1999 – Homeworld: Neuroscientist Karan S'jet was neurally wired into the "Kushan" mothership as "Fleet Command" to replace an unsustainably large crew.

==Weaknesses==
- The remaining human physical parts of the fictional brainship (brain, nervous system, possibly others) must be maintained on constant life support. Any interruption is life-threatening.
- The encased brain is usually completely dependent on its electronic connections for all sensory input, including communication with other sapient beings. Losing access to this input results in complete sensory deprivation so severe that extended periods of such isolation can cause psychological damage to the brain's personality, including catatonia and permanent insanity.
- The sheer bulk of a brainship makes it ill-suited to performing certain tasks. To this end, fictional brainships generally have a mobile partner(s).

==Protection==
In McCaffrey's stories the ship's physical component is encased in a "shell" with life support and connections to the ship's computers.

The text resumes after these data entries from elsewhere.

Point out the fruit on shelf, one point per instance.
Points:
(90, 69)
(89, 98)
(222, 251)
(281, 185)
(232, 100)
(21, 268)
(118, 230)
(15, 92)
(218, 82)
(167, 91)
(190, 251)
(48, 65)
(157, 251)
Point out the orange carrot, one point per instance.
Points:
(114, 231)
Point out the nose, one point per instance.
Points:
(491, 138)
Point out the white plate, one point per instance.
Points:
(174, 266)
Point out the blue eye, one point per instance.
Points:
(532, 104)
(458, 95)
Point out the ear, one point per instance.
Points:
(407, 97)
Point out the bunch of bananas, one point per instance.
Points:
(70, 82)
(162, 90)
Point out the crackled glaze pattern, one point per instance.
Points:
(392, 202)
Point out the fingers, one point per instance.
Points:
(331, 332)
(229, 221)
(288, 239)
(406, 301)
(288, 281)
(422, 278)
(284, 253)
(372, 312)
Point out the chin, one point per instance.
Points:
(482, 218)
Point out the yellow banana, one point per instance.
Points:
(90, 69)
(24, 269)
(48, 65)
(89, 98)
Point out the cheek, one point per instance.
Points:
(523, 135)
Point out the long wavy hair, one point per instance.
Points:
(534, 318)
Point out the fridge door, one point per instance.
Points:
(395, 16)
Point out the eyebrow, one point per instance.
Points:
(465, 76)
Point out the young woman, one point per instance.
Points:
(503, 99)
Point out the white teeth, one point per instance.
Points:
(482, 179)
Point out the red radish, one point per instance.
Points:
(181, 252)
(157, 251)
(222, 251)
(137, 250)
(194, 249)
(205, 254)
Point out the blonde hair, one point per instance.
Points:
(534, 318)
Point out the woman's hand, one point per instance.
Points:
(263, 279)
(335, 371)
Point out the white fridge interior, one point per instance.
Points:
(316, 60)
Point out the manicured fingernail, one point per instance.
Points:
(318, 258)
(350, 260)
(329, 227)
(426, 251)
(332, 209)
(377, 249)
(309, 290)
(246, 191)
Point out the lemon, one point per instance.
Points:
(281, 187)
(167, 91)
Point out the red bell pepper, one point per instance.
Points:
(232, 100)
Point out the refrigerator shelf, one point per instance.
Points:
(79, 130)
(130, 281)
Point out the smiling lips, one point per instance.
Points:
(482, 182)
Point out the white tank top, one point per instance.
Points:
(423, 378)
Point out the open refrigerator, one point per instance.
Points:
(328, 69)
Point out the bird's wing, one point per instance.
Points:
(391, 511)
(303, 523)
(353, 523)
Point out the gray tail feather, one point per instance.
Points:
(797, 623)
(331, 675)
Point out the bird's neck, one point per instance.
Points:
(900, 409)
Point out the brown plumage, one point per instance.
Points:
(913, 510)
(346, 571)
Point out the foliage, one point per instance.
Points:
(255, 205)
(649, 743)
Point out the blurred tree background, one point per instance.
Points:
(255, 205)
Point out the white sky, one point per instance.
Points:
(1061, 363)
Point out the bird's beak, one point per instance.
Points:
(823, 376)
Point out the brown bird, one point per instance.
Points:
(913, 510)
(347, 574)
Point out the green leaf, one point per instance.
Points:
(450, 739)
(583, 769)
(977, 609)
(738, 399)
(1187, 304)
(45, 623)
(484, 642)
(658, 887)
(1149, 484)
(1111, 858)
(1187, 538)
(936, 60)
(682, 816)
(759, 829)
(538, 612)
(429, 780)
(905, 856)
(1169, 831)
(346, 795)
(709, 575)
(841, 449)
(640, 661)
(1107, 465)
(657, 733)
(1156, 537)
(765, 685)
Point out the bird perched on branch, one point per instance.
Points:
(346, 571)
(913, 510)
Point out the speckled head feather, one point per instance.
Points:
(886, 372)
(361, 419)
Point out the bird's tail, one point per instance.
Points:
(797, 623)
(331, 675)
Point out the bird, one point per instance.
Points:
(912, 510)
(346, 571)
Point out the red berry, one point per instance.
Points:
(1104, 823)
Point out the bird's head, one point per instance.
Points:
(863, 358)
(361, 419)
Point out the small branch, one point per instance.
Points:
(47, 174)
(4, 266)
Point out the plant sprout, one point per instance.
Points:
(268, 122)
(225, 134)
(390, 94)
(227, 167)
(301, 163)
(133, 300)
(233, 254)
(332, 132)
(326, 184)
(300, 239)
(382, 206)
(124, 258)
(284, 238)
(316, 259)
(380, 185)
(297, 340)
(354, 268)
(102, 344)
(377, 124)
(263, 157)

The mobile human partner is referred to as a "Brawn", a specially trained companion and aide. In her stories, brain/brawn partnerships can be short-lived and professional, lasting only as long as the mission, or they may be long, deep, meaningful friendships. In some cases, they may fall in love. Brawn obsession was formerly a serious concern, as a love-crazed brawn might have attempted to breach the life-support shell in order to get at the body entombed within, only to kill the person and go mad with grief. This possibility was effectively eliminated by the brainship Hypatia Cade (during the events of the book The Ship Who Searched) through the invention and creation of human-replica prosthetic bodies that shellpeople could project their consciousness into through short-range, high-bandwidth transmission.

In Niven's story, ambulatory partner Howie found no mechanical reason for brainship Eric's claim of immobility, which was endangering both of their lives. Howie could not examine Eric's physical body without harming him. Eric could not come up with evidence to convince Howie, and had no way to help himself. Howie concluded privately that the problem is psychological, and risked his life with a ruse which enabled Eric to take off. When they escape and Eric was checked out by maintenance personnel the truth was discovered.

In the Starfire board game, the J'rill directors destroyed nearly all of their subjects during a revolt/civil war. This also meant loss of materials and repairs for their life support and cybernetic systems. The J'rill spread out into space to conquer star systems for resources. They depended upon drones for ordinary tasks, and remotes for more independent tasks such as combat.